The fleet was further aided by the fact that the equinox was approaching. They would time their arrival for precisely sunrise on the 21st of March, the famed "instant of calm."

Synchronizing their chronometers, the four captains surrounded the island, each anchoring ten leagues offshore. Buffeted by the howling gales, their crews endured the night. At precisely one minute past midnight (Moscow time) on the 21st, anchors were weighed, and the four ships sailed in to attack their targets. Impelled onshore by those terrible winds, the captains found that they had to reverse the paddle-wheels, ordering Full Steam Astern, so as not to be swept against the rocky coasts.

At 5 a.m. dawn was beginning to break, and each ship was within one league of Limbo: the limit of its territorial waters.
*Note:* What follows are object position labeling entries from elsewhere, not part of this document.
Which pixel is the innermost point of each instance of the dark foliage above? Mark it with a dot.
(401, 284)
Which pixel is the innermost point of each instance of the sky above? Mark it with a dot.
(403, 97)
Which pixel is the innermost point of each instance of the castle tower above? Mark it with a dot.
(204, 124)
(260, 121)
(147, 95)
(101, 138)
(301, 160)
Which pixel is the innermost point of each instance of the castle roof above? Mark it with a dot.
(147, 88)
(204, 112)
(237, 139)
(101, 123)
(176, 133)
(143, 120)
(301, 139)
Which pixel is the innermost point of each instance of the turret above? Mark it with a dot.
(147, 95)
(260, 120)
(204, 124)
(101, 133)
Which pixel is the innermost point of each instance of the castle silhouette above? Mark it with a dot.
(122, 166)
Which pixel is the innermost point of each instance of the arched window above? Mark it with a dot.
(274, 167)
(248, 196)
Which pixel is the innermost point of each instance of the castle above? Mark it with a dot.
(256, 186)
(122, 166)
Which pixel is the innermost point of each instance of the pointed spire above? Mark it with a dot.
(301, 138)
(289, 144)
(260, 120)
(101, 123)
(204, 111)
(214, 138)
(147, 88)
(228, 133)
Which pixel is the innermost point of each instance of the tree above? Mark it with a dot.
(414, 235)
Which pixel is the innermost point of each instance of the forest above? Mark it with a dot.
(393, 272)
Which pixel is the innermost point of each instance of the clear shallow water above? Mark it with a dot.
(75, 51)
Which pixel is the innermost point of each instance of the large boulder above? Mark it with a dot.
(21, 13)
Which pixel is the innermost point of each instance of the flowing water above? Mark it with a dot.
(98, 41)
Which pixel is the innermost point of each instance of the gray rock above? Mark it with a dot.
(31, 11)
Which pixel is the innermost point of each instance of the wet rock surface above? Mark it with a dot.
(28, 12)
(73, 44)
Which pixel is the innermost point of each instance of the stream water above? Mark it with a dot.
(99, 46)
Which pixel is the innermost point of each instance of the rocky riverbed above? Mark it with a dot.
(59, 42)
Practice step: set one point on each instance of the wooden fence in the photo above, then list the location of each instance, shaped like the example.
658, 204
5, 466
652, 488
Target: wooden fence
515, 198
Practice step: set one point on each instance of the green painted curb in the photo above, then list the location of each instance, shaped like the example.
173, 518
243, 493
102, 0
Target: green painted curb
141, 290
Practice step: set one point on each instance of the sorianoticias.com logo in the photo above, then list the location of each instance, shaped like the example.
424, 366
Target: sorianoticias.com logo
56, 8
At precisely 6 a.m., as the sun would have appeared on the horizon (had the weather not been so foul), the winds sighed to a stop, and each ship (now less than one mile offshore) found itself rapidly reversing. Full Steam Ahead was now ordered, and the bombardment began.

Kitoozh did not resist. Not a single shot was fired in its defence. Expecting a trap, the landing party had all muskets cocked as they marched ashore. It was 7 a.m. and there was still not a breath of wind in the harbour. The nervous Russians searched the deserted city. Not a soul was to be seen, though ovens were still smouldering, fresh crumbs of bread lay unmoused on tabletops, and the usual sprinkling of dead dogs littered the streets.

At a junction of narrow lanes, two search parties attacked each other, believing the other to be the enemy. Ten sailors were wounded, and six killed.

In fact, the previous day the Kitoozhenos had completed their biannual migration to the upper city. Captain Popoff, commander of the SS Tomsk, did not notice a faint line on his quarter of the map, pointing to the other Kitoozh. But his sailors noticed the uphill road, and signs of recent travel. An armed detachment set out to see what they could find, while others stayed to guard the Tomsk. If the posse had walked for a single day, they would have arrived at Upper Kitoozh - and would have found that it had slipped into its great abyss, to the surprise of the returning population.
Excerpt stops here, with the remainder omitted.